Recently, a 16-year-old girl came to me with what sounded at first like a routine urinary tract infection (UTI): frequent urination with a burning sensation and abdominal pain. But when a teenager is sexually active, these symptoms can also be caused by a serious sexually transmitted infection (STI) — often chlamydia or gonorrhea. And the tests and medications for UTIs and STIs are different.

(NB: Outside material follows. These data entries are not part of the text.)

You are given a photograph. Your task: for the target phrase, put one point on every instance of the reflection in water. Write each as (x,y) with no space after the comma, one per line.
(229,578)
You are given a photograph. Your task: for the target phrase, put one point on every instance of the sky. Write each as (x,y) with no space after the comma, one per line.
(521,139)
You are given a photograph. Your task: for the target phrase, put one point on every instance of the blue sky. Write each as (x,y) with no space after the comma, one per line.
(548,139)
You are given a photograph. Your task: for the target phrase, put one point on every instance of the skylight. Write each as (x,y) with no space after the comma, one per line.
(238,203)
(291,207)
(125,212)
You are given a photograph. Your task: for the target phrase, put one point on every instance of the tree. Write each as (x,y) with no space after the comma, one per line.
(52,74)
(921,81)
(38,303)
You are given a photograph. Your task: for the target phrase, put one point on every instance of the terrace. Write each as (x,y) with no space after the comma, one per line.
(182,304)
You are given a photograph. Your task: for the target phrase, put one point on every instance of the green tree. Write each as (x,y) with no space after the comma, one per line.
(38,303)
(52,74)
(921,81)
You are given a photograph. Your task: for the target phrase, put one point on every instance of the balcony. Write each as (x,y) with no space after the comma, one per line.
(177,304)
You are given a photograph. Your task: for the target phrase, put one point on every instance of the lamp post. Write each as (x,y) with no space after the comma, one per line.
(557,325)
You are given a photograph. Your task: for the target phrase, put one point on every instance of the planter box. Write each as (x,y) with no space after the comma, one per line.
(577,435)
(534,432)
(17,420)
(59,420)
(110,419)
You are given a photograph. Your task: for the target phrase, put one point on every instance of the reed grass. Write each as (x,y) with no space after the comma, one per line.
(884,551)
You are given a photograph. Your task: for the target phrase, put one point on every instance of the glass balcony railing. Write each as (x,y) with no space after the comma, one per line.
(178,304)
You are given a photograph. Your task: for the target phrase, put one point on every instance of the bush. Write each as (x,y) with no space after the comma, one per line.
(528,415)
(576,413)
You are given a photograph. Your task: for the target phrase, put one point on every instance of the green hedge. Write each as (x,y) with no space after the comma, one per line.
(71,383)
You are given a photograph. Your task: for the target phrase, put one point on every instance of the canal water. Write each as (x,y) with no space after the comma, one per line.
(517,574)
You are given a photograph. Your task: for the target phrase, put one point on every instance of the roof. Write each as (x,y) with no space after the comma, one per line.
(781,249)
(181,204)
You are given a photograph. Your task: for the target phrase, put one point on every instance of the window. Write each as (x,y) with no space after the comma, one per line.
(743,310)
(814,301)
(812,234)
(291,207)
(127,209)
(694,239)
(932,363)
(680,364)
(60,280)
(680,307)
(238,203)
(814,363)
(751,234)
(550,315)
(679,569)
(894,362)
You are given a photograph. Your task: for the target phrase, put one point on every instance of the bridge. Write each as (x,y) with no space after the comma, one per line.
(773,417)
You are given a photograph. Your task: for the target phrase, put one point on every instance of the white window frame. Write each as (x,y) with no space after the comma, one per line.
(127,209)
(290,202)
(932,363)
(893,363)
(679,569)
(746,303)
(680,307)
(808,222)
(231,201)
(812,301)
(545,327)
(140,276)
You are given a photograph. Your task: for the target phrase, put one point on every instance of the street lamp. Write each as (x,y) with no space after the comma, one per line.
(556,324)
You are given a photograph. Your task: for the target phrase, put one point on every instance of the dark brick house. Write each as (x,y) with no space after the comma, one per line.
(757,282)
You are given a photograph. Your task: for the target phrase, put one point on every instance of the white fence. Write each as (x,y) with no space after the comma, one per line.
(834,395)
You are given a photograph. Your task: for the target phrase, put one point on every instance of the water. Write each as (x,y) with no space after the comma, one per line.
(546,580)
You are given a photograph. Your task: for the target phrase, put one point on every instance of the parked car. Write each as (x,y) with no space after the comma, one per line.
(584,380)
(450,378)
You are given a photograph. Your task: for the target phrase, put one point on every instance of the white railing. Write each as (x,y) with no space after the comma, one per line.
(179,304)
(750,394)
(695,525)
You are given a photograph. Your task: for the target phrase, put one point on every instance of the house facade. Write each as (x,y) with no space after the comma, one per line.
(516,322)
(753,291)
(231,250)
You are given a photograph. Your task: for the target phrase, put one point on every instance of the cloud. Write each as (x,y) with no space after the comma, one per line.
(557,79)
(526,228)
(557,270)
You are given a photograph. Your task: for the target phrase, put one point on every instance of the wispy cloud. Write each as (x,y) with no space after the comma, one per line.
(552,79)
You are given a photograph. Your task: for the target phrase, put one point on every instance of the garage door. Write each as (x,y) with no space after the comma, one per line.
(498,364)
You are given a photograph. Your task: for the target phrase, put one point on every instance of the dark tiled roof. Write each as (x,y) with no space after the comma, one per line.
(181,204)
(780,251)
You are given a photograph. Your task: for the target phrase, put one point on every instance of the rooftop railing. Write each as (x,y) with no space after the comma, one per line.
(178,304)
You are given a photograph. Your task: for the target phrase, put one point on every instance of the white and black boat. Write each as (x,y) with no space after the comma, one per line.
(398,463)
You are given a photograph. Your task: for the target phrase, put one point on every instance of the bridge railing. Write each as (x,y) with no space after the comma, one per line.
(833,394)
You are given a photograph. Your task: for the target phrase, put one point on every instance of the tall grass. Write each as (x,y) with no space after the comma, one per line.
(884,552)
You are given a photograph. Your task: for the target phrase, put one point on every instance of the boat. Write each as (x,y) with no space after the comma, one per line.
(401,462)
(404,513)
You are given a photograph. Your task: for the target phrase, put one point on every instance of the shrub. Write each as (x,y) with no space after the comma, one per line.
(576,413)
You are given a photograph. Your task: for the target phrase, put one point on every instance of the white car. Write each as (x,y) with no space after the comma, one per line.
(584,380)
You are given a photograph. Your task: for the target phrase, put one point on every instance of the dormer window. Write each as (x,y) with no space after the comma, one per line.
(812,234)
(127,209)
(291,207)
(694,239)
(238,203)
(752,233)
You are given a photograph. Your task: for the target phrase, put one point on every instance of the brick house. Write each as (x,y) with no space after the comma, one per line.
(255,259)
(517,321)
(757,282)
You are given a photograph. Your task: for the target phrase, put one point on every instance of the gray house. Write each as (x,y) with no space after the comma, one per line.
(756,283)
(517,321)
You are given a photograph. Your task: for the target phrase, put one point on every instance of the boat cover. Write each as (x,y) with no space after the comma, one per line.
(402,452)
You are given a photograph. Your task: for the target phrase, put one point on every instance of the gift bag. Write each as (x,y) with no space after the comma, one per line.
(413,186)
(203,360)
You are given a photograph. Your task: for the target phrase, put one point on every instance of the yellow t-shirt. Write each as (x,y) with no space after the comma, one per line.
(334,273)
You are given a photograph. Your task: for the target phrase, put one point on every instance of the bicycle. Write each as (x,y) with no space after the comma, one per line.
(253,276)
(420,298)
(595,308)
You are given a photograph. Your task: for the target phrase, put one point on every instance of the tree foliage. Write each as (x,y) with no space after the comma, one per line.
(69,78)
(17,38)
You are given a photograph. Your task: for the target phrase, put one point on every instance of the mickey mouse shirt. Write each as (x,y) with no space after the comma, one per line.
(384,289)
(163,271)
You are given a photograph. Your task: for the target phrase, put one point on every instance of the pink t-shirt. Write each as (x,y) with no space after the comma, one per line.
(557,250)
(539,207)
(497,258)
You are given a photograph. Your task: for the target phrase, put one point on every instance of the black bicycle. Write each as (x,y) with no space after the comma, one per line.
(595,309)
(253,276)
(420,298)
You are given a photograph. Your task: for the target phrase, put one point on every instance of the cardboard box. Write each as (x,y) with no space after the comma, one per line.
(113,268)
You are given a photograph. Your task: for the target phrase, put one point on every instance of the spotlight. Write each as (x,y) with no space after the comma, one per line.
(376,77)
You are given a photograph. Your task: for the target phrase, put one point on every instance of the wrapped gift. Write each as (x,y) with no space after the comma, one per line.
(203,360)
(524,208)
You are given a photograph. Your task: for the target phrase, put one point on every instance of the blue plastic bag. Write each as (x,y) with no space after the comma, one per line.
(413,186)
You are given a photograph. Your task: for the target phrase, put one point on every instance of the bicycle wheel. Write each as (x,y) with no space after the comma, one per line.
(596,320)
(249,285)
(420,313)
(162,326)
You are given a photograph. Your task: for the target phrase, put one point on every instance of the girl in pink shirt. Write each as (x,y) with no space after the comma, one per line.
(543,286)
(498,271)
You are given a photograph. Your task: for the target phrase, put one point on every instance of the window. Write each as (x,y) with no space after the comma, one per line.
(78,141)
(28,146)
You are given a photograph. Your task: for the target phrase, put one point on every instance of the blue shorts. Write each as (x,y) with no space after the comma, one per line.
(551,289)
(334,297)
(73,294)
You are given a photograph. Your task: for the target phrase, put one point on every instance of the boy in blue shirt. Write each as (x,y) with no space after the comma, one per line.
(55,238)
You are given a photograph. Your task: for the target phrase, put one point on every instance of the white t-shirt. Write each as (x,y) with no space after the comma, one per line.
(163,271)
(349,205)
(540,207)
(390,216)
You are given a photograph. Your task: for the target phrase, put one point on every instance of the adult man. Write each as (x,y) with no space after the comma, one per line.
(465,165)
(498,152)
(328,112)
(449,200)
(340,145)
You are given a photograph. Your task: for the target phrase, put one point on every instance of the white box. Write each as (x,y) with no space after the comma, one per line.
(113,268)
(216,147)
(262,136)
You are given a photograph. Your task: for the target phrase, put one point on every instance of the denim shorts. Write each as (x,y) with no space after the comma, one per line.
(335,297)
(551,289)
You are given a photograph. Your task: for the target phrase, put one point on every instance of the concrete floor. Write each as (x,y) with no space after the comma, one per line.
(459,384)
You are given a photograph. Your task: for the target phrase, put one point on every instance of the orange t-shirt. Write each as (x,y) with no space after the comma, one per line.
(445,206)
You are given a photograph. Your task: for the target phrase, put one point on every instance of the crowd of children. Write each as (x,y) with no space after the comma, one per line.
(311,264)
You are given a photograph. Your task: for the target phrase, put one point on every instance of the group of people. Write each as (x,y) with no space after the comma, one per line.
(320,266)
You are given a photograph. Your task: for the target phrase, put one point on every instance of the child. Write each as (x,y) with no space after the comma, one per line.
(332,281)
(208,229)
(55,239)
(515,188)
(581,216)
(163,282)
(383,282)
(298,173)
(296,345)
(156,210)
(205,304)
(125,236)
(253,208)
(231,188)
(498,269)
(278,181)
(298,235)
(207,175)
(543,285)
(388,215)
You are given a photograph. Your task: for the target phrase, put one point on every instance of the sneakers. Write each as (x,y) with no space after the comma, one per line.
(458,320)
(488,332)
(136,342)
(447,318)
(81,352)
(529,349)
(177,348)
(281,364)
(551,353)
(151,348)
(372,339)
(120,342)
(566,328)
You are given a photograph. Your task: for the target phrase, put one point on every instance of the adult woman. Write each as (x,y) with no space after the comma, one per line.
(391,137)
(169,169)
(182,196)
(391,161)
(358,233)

After I requested that her mom have a seat in the waiting room, I asked my patient if she had ever had sex before. She said “yes”—but begged me not to tell her mom. I did a urine test, a gynecologic exam and looked at a slide under the microscope. She had an STI and got the treatment she needed. The lesson?
Teenagers need time alone with their doctors. It is important for all teenagers, not just those with problems like my patient, to have some private time with their doctors. I explain to teenagers and their parents that I will be talking about sexual health, substance abuse and emotions. I also explain the reasons why I would need to break confidentiality, like if a teenager tells me that he or she is suicidal.
Since the facts are that half of teens have had sex by the time they graduate high school, I use some of my alone time with them to make sure that they have medically accurate facts. Talking about sex, condoms and emergency contraception does not encourage a teenager to have sex, just as discussing sad feelings does not encourage an individual to attempt suicide. With my 16-year-old-patient who had an STI, we had a lot to talk about.